Niestety, są takie osoby, które nawet najbardziej ukochanym bliskim jeśli się zdenerwują to mówią coś w stylu "czekam aż umrę żeby nie musieć więcej na ciebie patrzeć" albo "zniszczyłeś mi życie" nie dlatego, że tak myślą ale dlatego, że mają taki charakter. Jedni w stanie wściekłości ledwie powstrzymują się, żeby kogoś nie udusić, inni "biją" ludzi słowami niezgodnymi z prawdą. To może być taki sam odruch jak podniesienie na kogoś ręki.
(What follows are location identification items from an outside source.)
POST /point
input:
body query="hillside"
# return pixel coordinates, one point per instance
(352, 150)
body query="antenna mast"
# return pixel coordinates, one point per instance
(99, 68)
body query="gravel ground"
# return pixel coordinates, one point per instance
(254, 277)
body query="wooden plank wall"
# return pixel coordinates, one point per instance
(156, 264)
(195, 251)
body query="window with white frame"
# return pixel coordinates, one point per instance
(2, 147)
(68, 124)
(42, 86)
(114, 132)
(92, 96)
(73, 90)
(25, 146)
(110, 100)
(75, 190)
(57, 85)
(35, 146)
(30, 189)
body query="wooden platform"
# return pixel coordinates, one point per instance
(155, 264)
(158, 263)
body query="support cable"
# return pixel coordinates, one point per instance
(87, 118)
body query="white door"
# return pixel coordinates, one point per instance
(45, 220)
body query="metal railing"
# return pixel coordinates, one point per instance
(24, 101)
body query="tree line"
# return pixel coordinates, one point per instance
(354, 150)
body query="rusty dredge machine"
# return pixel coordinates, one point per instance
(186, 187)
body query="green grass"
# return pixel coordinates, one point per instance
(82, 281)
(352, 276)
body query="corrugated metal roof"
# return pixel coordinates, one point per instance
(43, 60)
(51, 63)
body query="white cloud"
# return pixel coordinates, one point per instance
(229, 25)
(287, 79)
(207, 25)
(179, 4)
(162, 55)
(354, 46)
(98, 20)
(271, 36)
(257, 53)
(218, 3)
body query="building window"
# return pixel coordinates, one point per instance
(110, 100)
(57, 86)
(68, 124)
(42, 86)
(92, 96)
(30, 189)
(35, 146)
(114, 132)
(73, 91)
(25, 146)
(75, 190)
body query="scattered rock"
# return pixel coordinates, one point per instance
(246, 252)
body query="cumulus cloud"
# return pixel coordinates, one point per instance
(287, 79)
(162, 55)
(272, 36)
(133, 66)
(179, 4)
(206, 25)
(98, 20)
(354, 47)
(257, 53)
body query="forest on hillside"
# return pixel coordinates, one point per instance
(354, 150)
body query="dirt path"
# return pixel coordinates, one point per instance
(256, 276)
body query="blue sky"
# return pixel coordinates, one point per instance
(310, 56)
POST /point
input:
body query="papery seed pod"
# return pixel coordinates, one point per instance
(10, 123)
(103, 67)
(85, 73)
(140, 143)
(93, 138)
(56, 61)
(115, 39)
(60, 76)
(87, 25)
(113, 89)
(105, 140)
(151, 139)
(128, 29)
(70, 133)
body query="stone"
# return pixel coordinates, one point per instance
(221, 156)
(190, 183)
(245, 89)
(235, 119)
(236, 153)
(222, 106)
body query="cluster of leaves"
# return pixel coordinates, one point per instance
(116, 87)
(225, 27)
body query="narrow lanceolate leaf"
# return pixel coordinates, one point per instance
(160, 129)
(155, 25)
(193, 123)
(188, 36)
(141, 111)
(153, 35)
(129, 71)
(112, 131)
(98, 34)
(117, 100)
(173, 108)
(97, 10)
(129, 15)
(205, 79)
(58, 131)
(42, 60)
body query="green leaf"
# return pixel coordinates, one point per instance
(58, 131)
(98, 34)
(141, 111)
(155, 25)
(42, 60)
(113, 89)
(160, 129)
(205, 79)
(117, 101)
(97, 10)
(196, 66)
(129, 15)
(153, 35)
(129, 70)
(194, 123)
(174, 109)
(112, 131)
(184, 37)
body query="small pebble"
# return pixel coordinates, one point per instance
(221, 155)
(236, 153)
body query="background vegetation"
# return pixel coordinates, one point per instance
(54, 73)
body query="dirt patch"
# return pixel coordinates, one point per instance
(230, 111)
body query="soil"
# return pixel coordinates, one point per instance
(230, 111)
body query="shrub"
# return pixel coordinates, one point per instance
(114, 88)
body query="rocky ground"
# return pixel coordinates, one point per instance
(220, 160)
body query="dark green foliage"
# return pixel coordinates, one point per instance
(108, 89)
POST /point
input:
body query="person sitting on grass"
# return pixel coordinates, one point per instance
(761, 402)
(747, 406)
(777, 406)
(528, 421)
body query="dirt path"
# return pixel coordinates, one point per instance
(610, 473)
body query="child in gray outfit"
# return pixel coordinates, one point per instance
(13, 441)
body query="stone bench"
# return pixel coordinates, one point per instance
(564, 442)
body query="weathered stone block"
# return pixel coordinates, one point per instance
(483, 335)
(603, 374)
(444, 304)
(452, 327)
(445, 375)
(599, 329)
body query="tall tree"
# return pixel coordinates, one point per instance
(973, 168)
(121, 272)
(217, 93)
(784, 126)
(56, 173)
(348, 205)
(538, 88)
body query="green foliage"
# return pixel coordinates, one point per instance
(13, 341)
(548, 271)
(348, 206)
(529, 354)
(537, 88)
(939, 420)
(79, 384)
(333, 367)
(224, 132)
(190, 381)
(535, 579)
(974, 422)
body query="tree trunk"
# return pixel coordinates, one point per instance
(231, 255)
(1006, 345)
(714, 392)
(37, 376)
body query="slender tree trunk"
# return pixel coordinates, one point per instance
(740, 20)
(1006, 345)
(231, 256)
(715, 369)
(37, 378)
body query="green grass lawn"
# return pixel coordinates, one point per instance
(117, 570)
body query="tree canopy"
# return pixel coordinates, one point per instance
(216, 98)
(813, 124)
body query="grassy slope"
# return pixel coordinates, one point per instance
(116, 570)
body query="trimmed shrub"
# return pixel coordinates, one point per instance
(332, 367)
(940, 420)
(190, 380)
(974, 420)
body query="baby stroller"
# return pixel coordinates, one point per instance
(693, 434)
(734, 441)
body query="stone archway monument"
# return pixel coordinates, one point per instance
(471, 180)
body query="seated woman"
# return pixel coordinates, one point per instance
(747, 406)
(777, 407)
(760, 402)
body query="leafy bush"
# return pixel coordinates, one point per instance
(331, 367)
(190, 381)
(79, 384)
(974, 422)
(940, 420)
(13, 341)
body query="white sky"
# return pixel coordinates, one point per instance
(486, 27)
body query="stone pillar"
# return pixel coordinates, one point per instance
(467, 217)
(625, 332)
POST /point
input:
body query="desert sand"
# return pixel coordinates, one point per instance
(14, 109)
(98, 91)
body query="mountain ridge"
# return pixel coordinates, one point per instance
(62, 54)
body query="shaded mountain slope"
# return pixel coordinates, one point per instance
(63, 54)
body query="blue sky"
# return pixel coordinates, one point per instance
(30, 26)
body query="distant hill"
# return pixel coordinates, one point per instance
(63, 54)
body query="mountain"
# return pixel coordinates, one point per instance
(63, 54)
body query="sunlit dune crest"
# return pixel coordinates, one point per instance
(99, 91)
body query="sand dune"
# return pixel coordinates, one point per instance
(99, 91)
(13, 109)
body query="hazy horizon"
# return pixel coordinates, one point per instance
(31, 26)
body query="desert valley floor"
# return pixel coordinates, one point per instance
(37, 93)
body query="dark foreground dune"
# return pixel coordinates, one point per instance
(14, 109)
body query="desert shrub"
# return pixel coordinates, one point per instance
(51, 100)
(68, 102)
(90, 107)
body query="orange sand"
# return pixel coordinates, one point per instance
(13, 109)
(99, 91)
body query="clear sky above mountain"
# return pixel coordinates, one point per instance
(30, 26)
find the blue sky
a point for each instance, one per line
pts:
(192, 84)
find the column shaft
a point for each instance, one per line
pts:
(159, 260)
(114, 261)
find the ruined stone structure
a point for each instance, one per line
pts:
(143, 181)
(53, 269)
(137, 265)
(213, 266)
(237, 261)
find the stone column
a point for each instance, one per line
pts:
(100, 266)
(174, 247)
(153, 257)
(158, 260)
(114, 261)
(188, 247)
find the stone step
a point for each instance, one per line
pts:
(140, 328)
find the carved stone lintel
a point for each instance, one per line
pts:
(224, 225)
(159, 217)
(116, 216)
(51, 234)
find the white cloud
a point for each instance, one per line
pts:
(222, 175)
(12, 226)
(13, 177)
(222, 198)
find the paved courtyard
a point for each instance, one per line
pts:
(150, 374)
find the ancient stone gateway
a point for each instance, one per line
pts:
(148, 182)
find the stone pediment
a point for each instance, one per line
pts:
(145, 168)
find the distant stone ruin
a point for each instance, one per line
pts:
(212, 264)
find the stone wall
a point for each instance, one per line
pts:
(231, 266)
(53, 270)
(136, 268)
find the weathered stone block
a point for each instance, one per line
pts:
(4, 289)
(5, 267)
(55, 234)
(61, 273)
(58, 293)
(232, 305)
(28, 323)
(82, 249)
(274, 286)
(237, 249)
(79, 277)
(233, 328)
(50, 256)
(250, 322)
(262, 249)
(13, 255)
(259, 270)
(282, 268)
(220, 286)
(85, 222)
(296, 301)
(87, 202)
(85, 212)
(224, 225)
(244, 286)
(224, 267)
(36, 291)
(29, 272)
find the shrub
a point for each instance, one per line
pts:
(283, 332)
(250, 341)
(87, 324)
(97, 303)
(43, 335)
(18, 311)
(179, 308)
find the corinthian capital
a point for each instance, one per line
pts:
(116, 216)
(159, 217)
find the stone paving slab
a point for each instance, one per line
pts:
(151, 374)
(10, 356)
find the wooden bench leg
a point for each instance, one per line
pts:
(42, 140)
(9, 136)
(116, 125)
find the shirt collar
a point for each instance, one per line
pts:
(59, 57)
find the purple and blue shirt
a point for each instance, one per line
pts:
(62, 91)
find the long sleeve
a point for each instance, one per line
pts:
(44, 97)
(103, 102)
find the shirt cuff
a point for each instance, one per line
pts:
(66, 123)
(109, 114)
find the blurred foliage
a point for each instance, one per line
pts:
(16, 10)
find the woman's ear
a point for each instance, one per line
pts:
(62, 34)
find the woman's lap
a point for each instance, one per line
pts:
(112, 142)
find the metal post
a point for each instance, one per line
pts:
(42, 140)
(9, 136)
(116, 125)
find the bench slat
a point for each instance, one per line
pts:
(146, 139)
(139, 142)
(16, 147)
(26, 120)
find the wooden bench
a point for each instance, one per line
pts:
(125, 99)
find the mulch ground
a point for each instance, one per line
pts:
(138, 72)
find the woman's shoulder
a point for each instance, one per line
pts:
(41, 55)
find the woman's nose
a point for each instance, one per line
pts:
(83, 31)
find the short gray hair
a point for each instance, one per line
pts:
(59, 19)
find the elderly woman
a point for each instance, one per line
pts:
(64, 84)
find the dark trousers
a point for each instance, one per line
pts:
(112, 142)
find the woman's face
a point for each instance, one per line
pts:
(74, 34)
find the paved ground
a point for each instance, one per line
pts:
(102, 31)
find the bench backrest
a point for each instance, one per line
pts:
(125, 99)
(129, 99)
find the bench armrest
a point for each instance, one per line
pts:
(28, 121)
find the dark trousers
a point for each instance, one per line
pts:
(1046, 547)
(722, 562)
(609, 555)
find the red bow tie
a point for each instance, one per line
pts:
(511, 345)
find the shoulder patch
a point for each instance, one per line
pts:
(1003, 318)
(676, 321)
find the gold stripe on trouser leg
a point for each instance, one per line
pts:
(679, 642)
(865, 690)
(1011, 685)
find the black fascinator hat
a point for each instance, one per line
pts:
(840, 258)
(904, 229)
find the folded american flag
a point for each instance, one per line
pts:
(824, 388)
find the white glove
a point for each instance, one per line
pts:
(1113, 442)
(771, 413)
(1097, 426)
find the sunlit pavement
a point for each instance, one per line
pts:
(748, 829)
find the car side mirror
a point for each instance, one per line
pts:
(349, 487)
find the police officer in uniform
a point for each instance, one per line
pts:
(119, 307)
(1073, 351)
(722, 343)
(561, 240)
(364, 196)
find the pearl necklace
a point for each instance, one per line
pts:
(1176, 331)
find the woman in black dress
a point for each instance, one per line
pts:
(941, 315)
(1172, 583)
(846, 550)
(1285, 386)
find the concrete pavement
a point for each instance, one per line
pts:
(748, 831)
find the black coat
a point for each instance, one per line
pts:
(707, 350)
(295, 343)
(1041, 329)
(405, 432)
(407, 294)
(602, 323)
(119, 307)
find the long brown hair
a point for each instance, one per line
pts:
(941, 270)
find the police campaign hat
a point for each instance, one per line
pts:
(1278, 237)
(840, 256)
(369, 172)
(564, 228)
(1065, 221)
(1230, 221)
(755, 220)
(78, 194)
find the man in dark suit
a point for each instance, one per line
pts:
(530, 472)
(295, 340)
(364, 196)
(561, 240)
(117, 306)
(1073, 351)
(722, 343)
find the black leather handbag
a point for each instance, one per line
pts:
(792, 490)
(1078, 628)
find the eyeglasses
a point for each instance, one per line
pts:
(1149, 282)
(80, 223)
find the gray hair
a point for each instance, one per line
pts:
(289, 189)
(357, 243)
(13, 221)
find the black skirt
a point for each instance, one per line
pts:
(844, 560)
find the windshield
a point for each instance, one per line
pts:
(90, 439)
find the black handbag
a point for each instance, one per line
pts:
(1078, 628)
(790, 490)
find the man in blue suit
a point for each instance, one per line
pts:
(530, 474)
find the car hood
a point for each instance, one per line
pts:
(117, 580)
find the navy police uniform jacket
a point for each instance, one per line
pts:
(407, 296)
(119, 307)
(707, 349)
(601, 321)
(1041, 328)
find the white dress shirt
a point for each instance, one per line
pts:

Oczywiście trzeba nad tym pracować jak nad każdym destrukcyjnym dla innych odruchem ale nie jest to od razu dowód braku miłości...

tewu

Myślę, że o osobie której JEDEN Raz podczas kłótni nie uda się powstrzymać od uderzenia a potem za to przeprasza nie można powiedzieć od razu, że nie kocha. Jedynie że ma problemy z agresją.

tewu

Znam kogoś, kto kilka razy ale z czasem było to coraz rzadziej, nie coraz częściej. Przekonanie, że po jednym incydencie tego typu tendencja będzie się nasilać jest, mam wrażenie, wzięte z niezależnych badań pt "w internecie tak piszą".